Тут снова раздался телефонный звонок, Тома коршуном к трубке: «Алеэ! Подскочишь? Я тоже подскочу! Бай!»

– Разговор двух блох, – шепнула Верыванна Лизе, та прыснула в ладошку.

Чтобы не слышать блошиные переговоры, Верыванна включила свой старый приемничек, и из него полилась тихая, прохладная музыка – что-то старинное, давно любимое… Верыванна не могла вспомнить что именно, но на душе вдруг стало так легко и все-будет-хорошо, потому что музыка, как внутривенное, сразу пошла в кровь…

* * *

…Но самым потрясающим действом конца второго тысячелетия стал, конечно, заключительный матч чемпионата мира по футболу. Ничего подобного мир не видел и вряд ли увидит. Шла последняя минута встречи, а счет все не был открыт! И становилось ясно, что человечество под занавес так и останется без гола! Все в отчаянии схватились за головы, причем многие не за свои. И кое-кто из фанатов, эти слабые, нервические типы, уже стал понемногу впадать в истерику и швырять на поле всякую дрянь. В тот момент судья только что растащил подравшихся грандов и собрался было разыграть спорный, как вдруг – то ли перегрелся на солнце, то ли ошалел от футбольных страстей – нервно перебросил мяч с ноги на ногу и сам повел его к ближайшим воротам!!! Стадион ахнул! Оправившись от изумления, игроки атакованной команды погнались за судьей, но поздно – мяч влетел в правый верхний угол ворот, в левом нижнем забился одураченный вратарь. Прибежавшие с носилками санитары тщетно пытались оторвать его от сетки. А на носилки меж тем тихо улегся тренер потерпевших. На том, собственно говоря, телевизионную картинку и прикрыли, а в ночных новостях сообщили, что главный приз – «Гол Миллениума» – вручили свихнувшемуся арбитру, который «столь оригинально завершил» тот последний чемпионат.

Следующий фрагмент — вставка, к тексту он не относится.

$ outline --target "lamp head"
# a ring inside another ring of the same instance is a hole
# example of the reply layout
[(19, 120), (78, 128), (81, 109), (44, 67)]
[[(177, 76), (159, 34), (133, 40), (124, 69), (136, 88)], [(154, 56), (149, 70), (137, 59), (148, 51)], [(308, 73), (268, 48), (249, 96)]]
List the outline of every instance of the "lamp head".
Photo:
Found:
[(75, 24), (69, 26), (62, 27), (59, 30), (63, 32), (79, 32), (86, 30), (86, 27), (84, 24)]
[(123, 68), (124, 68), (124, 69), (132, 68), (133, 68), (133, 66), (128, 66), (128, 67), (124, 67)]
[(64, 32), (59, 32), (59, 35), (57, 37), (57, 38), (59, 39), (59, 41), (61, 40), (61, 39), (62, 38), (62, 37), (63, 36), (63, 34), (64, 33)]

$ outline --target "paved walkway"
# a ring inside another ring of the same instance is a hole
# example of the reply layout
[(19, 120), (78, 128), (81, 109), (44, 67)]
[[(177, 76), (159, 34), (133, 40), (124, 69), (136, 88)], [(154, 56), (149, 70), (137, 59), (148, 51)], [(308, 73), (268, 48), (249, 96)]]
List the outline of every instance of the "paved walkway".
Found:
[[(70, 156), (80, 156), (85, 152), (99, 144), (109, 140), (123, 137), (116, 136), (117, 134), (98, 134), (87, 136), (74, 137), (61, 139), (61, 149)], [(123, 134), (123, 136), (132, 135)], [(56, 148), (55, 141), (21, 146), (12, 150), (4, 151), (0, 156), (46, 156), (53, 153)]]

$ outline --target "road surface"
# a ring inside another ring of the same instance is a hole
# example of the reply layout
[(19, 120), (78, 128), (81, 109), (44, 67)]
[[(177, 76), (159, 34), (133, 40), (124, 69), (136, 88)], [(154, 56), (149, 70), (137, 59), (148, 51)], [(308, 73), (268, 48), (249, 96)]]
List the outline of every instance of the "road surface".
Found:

Что же касается похорон, то хоронили в тот високосный год каждый день – по одному, целыми семьями и отрядами. И люди вроде уж и привыкли жить в таких новостях, никто не зарывался в подушки, не выл от ставших будничными сообщений: «…передозировка… взят в заложники… убит…» И не казалось таким уж невероятным, что к концу второго тысячелетия в самом деле наступит Конец Света. Хотя еще совсем недавно трудно было поверить даже в конец нашего двадцатого века – мы так гордились им! Ведь это у нас, в двадцатом, появились телефоны, телевизоры, космические корабли, компьютеры, съемные зубы, руки, ноги и сердца!.. Все практически сказки стали былью! Мы свысока взирали на «устаревшие» века, на Средневековье вообще с особым осуждением, не предполагая, что и наш двадцатый вот-вот будет в прошлом и того и гляди окажется «средним», и это еще в лучшем случае, потому что слишком много мы тут напортачили, многих сгубили… И все сильней становился привкус небытия, ведь все уже было для него уготовано – разворочено, растрачено, и люди достигли той степени бесчестья и бесчувствия, после которой лишь пепел и дым.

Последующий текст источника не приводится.